“Once we climb up over this small rise, you’ll see a steep gully at the base of the hill where the cave entrance is. We’ll have only scraggly trees and some blackberry bushes for cover, and we’ll use them as much as possible. Be aware that if they have lookouts high up on the hill, they could see us at any time. Stay quiet.”
Brannon motioned to his agents, and they formed a single line behind Dix.
Dix crawled up to the edge of the rise, waved everyone to stop. He went down on his stomach in the snow, pulled out binoculars, and passed slowly from the top of Lone Tree Hill down into the deep gully in front of them some thirty yards away, then up the other side of the gully where the entrance was, some six feet up a gentle slope, thick with snow-covered scraggly trees and bushes, just as he remembered it. He didn’t see a guard, but he did see lines of boot prints in the snow, partially covered with the fresh snowfall but still visible, forming a trail going up Lone Tree Hill and disappearing over it, and coming back down the hill and across the gully to the cave entrance. Foot traffic, recent and heavy. Were they moving drugs out, or were they out of tuna fish? He scooted back to where the agents were squatted on their haunches, bunched together.
He said, “The entrance is about six feet up the hillside. The boot tracks lead right up to it. They’ve covered the entrance with tree branches, so they have a limited view out. We’ll split up and come at the entrance from both sides of the gully.”
Ruth said, “Dix and I will go in first, because it gets hairy real fast inside the cave. Remember, push hard to the right, because you’ll be on a ledge with a nearly sheer wall of rock below you about two feet to your left. I’ve told you about this already, but let me emphasize again, this entrance is dangerous. When you go into the cave, hug the wall on the right. If we take gunfire, hit the ground and stay away from the ledge on your left.”
Mac Brannon looked around. “If I had to pick the perfect hidey hole, this’d be it. Easy to access from the highway and not more than an hour and a half from Washington.” He grinned like a bandit.
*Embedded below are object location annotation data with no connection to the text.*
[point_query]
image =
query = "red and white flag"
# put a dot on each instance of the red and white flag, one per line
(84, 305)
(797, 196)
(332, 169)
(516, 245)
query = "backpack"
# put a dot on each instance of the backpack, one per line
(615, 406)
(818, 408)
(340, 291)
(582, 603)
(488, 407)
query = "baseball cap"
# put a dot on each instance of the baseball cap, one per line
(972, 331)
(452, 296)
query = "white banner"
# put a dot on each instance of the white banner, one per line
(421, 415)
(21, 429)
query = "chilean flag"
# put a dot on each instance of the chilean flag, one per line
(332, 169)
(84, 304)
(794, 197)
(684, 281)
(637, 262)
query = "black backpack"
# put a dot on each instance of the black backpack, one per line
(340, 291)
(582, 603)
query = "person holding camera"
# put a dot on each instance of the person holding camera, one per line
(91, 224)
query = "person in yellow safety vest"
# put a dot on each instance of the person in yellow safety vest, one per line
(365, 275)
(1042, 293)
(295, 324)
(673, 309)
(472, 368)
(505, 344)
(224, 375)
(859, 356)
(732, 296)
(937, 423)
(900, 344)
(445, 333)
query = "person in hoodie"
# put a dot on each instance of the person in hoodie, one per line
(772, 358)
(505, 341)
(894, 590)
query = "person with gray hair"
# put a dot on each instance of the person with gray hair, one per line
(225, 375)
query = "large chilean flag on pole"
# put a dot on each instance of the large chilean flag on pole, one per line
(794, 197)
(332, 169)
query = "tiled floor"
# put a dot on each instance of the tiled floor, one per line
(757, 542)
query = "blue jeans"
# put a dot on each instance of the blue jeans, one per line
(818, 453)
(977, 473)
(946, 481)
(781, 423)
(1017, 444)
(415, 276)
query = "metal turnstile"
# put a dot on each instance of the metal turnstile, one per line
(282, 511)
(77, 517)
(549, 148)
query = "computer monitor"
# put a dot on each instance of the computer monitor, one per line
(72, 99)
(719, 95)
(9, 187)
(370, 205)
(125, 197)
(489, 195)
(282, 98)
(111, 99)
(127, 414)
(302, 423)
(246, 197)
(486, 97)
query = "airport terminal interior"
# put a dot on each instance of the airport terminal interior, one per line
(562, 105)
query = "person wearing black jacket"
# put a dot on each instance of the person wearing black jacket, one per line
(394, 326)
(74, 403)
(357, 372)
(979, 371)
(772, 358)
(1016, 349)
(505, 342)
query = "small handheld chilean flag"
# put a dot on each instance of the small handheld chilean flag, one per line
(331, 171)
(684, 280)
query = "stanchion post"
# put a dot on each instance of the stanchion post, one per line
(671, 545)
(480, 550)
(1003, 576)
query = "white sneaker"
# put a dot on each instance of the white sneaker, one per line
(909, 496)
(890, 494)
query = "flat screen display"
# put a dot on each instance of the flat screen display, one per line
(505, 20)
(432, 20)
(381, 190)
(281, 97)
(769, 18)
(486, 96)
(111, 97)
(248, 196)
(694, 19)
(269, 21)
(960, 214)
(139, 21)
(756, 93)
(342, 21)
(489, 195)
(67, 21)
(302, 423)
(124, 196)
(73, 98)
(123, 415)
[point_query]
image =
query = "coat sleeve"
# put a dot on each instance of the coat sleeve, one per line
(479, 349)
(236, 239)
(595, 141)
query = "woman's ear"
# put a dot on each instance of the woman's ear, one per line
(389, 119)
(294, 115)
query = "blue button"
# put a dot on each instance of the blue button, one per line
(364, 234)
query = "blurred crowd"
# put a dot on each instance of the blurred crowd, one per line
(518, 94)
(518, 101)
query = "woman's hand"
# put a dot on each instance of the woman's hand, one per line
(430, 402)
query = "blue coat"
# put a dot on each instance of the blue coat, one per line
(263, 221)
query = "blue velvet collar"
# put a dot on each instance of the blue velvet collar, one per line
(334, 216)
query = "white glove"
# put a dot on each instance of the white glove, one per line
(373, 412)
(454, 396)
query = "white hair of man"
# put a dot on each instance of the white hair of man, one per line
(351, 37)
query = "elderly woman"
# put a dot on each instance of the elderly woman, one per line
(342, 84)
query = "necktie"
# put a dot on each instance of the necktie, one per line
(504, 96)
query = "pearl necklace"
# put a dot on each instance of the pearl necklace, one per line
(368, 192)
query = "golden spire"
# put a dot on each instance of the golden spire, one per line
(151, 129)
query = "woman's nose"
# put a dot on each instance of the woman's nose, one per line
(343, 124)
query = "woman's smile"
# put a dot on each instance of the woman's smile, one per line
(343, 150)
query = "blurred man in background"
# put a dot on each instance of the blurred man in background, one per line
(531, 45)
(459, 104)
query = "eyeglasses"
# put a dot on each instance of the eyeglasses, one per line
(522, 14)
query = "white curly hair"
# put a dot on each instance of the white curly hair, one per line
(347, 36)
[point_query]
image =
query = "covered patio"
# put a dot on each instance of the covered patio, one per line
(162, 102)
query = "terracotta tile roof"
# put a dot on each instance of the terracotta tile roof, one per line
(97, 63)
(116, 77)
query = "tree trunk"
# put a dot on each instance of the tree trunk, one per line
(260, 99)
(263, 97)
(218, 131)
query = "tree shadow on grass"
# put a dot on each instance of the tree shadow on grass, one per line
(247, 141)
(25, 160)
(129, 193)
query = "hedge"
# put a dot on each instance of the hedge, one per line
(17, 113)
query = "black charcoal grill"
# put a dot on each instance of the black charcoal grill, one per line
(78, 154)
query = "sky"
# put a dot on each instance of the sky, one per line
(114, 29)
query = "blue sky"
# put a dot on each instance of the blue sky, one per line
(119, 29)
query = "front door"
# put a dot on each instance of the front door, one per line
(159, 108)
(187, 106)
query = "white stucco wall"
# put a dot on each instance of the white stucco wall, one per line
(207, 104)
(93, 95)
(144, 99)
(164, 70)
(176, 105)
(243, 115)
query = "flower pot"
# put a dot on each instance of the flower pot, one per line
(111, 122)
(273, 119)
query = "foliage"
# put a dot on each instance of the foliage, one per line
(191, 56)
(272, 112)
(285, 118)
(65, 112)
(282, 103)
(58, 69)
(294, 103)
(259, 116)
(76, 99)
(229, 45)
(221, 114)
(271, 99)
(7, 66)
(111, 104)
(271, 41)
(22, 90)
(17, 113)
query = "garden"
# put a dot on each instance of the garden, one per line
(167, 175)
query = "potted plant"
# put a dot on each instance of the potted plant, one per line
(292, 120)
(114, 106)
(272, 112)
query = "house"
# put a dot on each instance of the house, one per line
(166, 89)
While the agents crawled down the side of the bowl, fanning out, Dix whispered to Brannon, “You need to stay back, and trust that Ruth and I will take care of things.” Dix knew to his boot heels there would be at least one guard, probably right inside.
The agents came in from the sides, silent figures clothed in black, now dusted with white. There was no movement they could see, no voices they could hear. There was no sign of anyone.
Dix stood on one side of the entrance, Ruth on the other, his MP-5 in his hand. He smiled at her, then lifted the branches out of the way.
Winkel’s Cave
Team One
Anna and her team held perfectly still in the winding passage and listened. It was a ghostly sound that echoed to them from the distance off the cave walls, an alien and frightening sound to some of them as it fell and rose and wailed in the silent air. To Anna, it sounded familiar and beautiful, and she knew immediately what it was.
“Bingo,” she whispered.
It was the distorted sound of a guitar being tuned. Soon they were listening to a classical guitar being played with incredible technique, the notes frenetic but perfectly controlled. Anna recognized it as “Rumores de la Caleta,” one of Salazar’s signature pieces.
She turned off her headlamp and tunneled the flashlight between her palms so only a narrow beam of light aimed at her feet to show her where she was stepping, and made her way to the front of the line. She motioned for everyone to cut their lights and keep back. She walked forward ten steps through inky blackness, turned a sharp corner, and nearly walked into a huge stalagmite shaped like an eight-foot spear. She realized she’d seen it because it was illuminated from behind by an artificial soft gray light. So they’d brought in a generator, or batteries. There was light ahead. She switched off her flashlight, went back and beckoned for the team to follow her. They slipped to their knees, flattened, and looked down a path that curved sharply to their right.
She motioned for them to stay still while she shimmied on her elbows to get a closer look. It was the huge vaultlike limestone chamber Ruth had told them about, illuminated by electric lanterns that threw distorted shadows on the walls. Its ceiling soared upward, with groups of stalactites fashioned in incredible shapes hanging down like chandeliers. But many of the limestone formations within reach had been wantonly torn apart and hurled carelessly across the chamber, and now lay in scattered chunks across the cave floor.
Anna started when she saw a low limestone arch that covered an indented niche in the far wall of the cavern, stacked floor to ceiling with what had to be kilo bricks of cocaine. She’d made her share of drug busts and she’d seen bricks of pure cocaine before, straight from Mexico or Colombia, cocaine that hadn’t yet been cut by local dealers. But she’d never seen so much of it in one place, except in a picture. It had to be worth millions of dollars.